If you have the red coloured silver testing solution you want it to turn blood red not blue if it turns blue it means it contains a high amount of non ferrous metal eg. copper, tin, etc

If you want the cheapest way to process these items and fastest I recommend taking it all to a scrap yard and sell it to them. you don't have to buy any chemicals, you don't have to read any books, you don't have to use the search button to find out how to process these items, you don't have to ask the same question that has been asked thousands of times, simply hop in your vehicle take them to a scrap yard that buys circuit boards have them weigh it up and walk out with your cash. 

that is the simplest way to process these items.


----------



## necromancer (Jun 24, 2014)

rfran7788 said:


> is lead a good conductor of electricity??



yes it is. most metals are. silver is the best so is gold but there price is a factor,


----------



## solar_plasma (Jun 25, 2014)

If the pictures aren't discolored by the light, the silver ones look like very thin flash plated gold on a nickel layer to my eyes. Estimating those are only 1/10 or less of usual plating thickness (in best case) you can get a clue, why this might not be worth processing (even if it should be gold).
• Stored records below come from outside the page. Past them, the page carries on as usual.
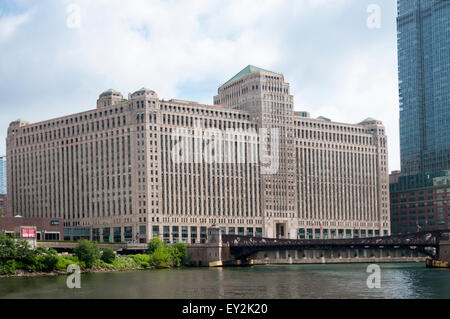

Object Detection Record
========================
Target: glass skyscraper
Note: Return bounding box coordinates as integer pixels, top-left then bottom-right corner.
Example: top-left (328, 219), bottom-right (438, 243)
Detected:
top-left (397, 0), bottom-right (450, 175)
top-left (0, 156), bottom-right (6, 194)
Though, I have to say, I never ran a test on those flash plated ones, I just don't throw them away. I think you could keep them until you have the knowledge to test them, just from an educational point of view.


----------



## Shark (Jun 27, 2014)

The return on these boards isn't very high. Where they really stand out is working small lots at a time for the educational value. They are almost as easy as ram fingers. Sort 10 to 15 boards of the same type and work them as you would in one of Hoke's test. Small lot's for the hands on educational side. Study on how to deal with the wastes first, a very important step in the overall processing. Then work them in AP. When the entire lot in the pictures are done, then you can tell us your estimation of whether it was worth it or not. I work them myself. Every little bit adds to the collection jar. Take your time, and watch them several times a day, it builds anticipation, allows you to develop patience, teaches you how to do the process, and leaves a feeling of accomplishment when it is done correctly. 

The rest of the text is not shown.